Son cerveau lui injectait des humeurs nauséabondes, pernicieuses. Quelque chose n’allait pas, quelque chose clochait. Elle le sentait depuis plusieurs jours et avait feint de l’ignorer. Ses neurones avaient bloqué cette information, elle était aveuglée par trop d’amour.
Mais là sur la plate-forme ferroviaire, il avait été tellement froid et distant, pressé de sortir de la gare, pressé de la laisser. Les doutes de Fanny s’étaient alors mués en certitudes dramatiques. Elle eut beau l’enlacer tendrement, le corps raidi de Benjamin fut une alerte supplémentaire.
Cet appel à bord du cheval de fer n’avait donc pu la calmer, la voix de son amant masquait difficilement son agacement. Cependant, Fanny voulait en avoir le cœur net. D’un cœur qui battait encore la chamade, un tambour de résonance à la simple évocation du prénom bien aimé.
Elle aborda la conversation de biais, doucement comme le timbre de sa voix. Pourtant, lui semblait déjà à l’autre bout du monde et se crispait sensiblement au fur et à mesure des interrogations de la jeune femme.
Elle voulait savoir, il ne voulait pas lui dire. Elle présumait tout à coup ce que l’avenir allait lui réserver, sombre et dévastateur. Il n’était toutefois pas prêt à lui avouer. Etait-il lassé, amoureux d’une autre ? Désormais étranger.
Le bruit ambiant dans le carré lunch de ce train rapide amplifiait la douleur de son âme. Elle tentait de rester concentrée sur sa conversation ; sur les mots choisis et les tentatives d’arracher des aveux ou des pistes à l’homme tout en esquive à l’autre bout du mobile.
Délicatement, elle porta sa main à son œil, les voyageurs présents eurent tous l’impression qu’elle tentait d’éliminer une poussière ayant élu domicile, trouvant ses yeux trop adorables pour les quitter. Fanny savait qu’il n’en était rien, c’était de toutes fines larmes qui perlaient à la bordure de ses paupières en pluie de peine et de douleur, annonciatrices de l’apocalypse.
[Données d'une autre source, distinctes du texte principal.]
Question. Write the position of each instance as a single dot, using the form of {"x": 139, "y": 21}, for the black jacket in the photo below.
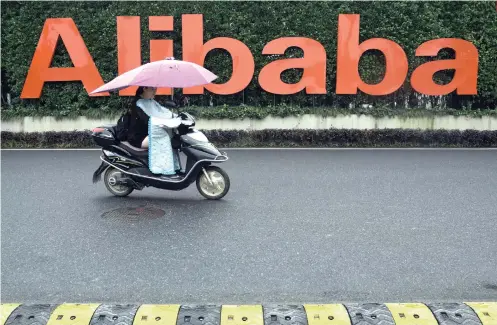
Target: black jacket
{"x": 138, "y": 127}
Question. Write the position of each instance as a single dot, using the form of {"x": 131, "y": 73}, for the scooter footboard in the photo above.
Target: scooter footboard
{"x": 97, "y": 175}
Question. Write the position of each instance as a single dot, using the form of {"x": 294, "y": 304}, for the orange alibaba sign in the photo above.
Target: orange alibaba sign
{"x": 313, "y": 61}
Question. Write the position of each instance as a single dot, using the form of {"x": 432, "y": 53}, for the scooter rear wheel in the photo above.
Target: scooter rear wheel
{"x": 220, "y": 179}
{"x": 110, "y": 178}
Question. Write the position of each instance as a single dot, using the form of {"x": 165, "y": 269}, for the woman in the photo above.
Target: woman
{"x": 144, "y": 106}
{"x": 138, "y": 128}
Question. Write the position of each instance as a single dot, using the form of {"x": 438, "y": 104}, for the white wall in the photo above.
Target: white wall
{"x": 30, "y": 124}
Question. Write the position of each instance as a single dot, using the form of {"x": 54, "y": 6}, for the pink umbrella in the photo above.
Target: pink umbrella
{"x": 169, "y": 73}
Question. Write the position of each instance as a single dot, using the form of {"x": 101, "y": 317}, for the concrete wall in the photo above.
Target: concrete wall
{"x": 30, "y": 124}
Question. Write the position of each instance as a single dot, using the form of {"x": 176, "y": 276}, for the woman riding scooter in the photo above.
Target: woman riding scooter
{"x": 138, "y": 134}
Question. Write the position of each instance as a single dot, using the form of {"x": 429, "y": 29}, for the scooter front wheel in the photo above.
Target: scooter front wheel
{"x": 220, "y": 183}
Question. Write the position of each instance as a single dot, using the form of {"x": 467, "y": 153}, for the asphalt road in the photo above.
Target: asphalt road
{"x": 297, "y": 227}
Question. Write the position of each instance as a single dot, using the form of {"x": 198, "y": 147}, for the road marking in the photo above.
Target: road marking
{"x": 6, "y": 310}
{"x": 486, "y": 311}
{"x": 242, "y": 315}
{"x": 411, "y": 314}
{"x": 157, "y": 315}
{"x": 72, "y": 314}
{"x": 329, "y": 314}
Elle demeurait impassible pour ne rien trahir et ne rien dévoiler de la tristesse drapant doucement son corps et son cœur abasourdis.
Le noir se fit instantanément, le tunnel avala le monstre de fer charriant des passagers anachroniques, des gens heureux ou tristes, menteurs, intègres, riches ou pauvres, et Fanny aussi, puis la communication se coupa net.